Properties of borel measurable functions

• If ${\displaystyle (X,{\mathcal {M}})}$ is a measure space and ${\displaystyle f_{1},f_{2},...:X\to {\bar {\mathbb {R} }}}$ measurable, then the following functions are measurable ^[1]  :
  • ${\displaystyle f_{1}+f_{2}}$
  • ${\displaystyle f_{1}\cdot f_{2}}$ where we define ${\displaystyle 0\cdot \pm \infty =0}$
  • ${\displaystyle f_{1}\vee f_{2}}$ where ${\displaystyle f_{1}\vee f_{2}(x)=\max\{f_{1}(x),f_{2}(x)\}}$
  • ${\displaystyle f_{1}\wedge f_{2}}$ where ${\displaystyle f_{1}\wedge f_{2}(x)=\min\{f_{1}(x),f_{2}(x)\}}$
  • ${\displaystyle \sup _{n}f_{n}=\vee _{n=1}^{\infty }f_{n}}$
  • ${\displaystyle \inf _{n}f_{n}=\wedge _{n=1}^{\infty }f_{n}}$
  • ${\displaystyle \limsup _{n}f_{n}}$
  • ${\displaystyle \liminf _{n}f_{n}}$
  • ${\displaystyle \lim _{n\to \infty }f_{n}}$, if the limit exists for all ${\displaystyle x\in X}$
• If ${\displaystyle f:X\to [0,\infty ]}$ measurable, there exists a sequence ${\displaystyle \{f_{n}\}}$ (each ${\displaystyle f_{n}}$ a Simple Function ) satisfying ${\displaystyle f_{n}\nearrow f}$ p.w., i.e. ${\displaystyle f_{n}\leq f_{n+1},f_{n}\to f}$

Non-measurable functions

It is possible to define functions that are not measurable.
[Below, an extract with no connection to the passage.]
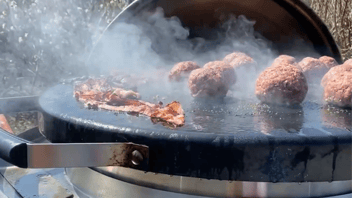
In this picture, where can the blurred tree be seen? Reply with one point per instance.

For example, if ${\displaystyle A}$ represents the Vitali set, then the indicator function ${\displaystyle \mathbb {1} _{A}}$ is not Borel-measurable. This follows directly from the fact that ${\displaystyle \mathbb {1} _{A}^{-1}(\{1\})=A}$, which is a non-measurable set, despite the fact that ${\displaystyle \{1\}}$ is closed in ${\displaystyle \mathbb {R} }$ (and hence ${\displaystyle \{1\}\in {\mathcal {B}}_{\mathbb {R} }}$).